Un homme qui « veut croire »

     Dans le texte de l’Après–propos (p. 143) se trouve tout le sens et l’enracinement du livre de Michel Dansereau : l’espérance qui s’enracine et se découvre dans l’élan du désir — le désir qui est mémoire de l’avenir — et dans le prolongement des besoins du corps. Le corps lié à la spiritualité est au cœur de cet essai.

     À la fin de la lecture de ce livre, j’avais le goût de revisiter ma vie, de mes passages du besoin au désir, de mon complexe d’Œdipe. Les deux divans ont eu un grand effet sur moi. Ce livre m’a permis une relecture de mon expérience de vie et de croyant et m’a permis aussi de situer un peu mieux mes libérations et mes enfermements… J’avais lu le livre de Maurice Bellet, Thérèse et l’illusion dont Michel Dansereau se réfère à plusieurs reprises pour approfondir et illustrer sa démarche.
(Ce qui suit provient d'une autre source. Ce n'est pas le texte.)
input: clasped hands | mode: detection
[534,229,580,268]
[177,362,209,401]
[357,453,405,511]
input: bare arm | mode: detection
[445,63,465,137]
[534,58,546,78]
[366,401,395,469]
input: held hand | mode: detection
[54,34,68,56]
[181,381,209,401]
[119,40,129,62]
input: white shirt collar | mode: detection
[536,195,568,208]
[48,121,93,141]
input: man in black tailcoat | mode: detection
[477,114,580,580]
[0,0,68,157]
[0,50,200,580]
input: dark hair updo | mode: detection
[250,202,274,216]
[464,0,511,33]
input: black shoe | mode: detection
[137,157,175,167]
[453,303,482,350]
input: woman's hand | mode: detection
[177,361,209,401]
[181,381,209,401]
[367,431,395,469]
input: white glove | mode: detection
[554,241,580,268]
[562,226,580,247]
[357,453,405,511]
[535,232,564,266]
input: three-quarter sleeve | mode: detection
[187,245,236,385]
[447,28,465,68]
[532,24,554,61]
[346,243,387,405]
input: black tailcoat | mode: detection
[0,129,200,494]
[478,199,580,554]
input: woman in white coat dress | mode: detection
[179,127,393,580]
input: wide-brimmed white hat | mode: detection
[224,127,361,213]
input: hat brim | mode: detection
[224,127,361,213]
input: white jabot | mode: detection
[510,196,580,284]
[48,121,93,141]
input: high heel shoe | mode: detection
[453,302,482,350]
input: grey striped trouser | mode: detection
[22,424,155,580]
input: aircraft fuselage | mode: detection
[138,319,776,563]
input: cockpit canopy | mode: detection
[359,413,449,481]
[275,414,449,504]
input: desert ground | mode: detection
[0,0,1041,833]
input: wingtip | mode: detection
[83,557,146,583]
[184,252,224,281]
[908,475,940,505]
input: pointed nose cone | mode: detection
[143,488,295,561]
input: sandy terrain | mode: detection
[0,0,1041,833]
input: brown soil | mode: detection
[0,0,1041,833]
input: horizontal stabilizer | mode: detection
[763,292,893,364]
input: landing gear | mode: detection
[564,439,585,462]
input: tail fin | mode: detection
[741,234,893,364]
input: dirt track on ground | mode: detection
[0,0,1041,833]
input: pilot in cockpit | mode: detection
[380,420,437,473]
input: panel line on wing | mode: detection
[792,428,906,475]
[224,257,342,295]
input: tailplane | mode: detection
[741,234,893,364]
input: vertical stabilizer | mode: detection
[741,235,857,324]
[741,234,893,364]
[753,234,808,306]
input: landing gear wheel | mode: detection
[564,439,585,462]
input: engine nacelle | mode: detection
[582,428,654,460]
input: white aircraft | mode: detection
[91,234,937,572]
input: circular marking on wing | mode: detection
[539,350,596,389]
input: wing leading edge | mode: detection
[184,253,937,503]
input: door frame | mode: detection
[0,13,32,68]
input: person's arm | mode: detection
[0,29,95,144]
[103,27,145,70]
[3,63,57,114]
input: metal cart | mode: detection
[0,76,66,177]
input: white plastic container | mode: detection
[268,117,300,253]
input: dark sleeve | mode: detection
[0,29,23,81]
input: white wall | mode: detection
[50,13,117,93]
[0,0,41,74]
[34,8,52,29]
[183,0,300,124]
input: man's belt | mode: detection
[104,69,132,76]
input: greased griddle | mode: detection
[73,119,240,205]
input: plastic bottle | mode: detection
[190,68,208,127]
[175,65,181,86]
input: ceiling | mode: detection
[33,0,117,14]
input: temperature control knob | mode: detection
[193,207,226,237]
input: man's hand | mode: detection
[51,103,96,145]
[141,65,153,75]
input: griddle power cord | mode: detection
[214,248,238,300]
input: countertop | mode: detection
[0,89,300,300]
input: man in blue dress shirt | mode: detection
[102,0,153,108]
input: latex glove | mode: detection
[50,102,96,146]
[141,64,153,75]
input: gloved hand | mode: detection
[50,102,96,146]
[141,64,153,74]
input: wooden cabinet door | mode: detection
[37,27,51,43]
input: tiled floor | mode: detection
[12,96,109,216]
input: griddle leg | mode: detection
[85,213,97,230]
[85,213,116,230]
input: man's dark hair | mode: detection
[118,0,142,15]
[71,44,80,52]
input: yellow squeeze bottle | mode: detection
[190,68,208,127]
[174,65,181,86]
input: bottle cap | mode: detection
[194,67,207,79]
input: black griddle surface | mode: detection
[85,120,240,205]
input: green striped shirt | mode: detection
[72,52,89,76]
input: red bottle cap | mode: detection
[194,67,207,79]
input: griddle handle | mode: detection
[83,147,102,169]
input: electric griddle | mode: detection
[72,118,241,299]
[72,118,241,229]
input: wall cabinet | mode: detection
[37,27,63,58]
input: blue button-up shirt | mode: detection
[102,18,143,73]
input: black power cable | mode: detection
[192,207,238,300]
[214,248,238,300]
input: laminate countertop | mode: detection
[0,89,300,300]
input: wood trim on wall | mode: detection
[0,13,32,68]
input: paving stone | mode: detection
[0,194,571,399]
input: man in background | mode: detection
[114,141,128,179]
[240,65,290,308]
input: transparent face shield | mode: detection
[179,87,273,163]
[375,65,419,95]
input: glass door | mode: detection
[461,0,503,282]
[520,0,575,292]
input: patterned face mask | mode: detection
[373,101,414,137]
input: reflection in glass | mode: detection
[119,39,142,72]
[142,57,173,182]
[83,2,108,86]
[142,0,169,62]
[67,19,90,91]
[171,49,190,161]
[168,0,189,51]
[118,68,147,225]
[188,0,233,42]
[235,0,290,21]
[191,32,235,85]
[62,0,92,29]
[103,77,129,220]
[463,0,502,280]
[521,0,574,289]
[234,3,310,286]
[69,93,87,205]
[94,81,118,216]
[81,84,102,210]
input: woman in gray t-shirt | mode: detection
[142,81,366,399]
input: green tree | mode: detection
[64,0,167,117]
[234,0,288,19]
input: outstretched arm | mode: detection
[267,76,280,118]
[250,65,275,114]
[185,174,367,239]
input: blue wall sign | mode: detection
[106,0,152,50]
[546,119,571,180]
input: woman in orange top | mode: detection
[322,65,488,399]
J’avais le goût, moi qui n’ai jamais osé le divan, de répondre à l’invitation, reprise de l’Évangile : « Lève-toi, prends ton divan et marche. »

     Derrière la rigueur de la démarche, derrière les mots, au-delà de la pensée, nous découvrons un homme qui cherche, un homme qui croit, la foi d’un homme qui « veut croire », pour reprendre une expression de la petite Thérèse qui est très présente tout au long de ce livre. Un livre qui requiert une lecture attentive. Un livre écrit avec tellement d’images fortes et de jeux de mots choisis à dessein. Il parle une langue et il y a une écoute qui ne dénude pas le mystère. Mais il cherche comment l’approcher et il entraîne le lecteur avec lui…

* * *

     Voilà un essai simple et courageux, sérieux, dépouillé des aspects techniques, même si on sent la précision du scientifique qui nous met en confiance en nous parlant de psychanalyse et de l’avenir de nos corps qui se transforment, de la mort pour resurgir en vie ou en résurrection. C’est une véritable découverte sur les liens entre l’expérience psychanalytique et le sens de la spiritualité. Un témoignage de foi peu commun. Voilà ce que c’est que de bien vieillir et d’interroger encore et encore le sens à la vie, de la mort et oui, à risquer la résurrection.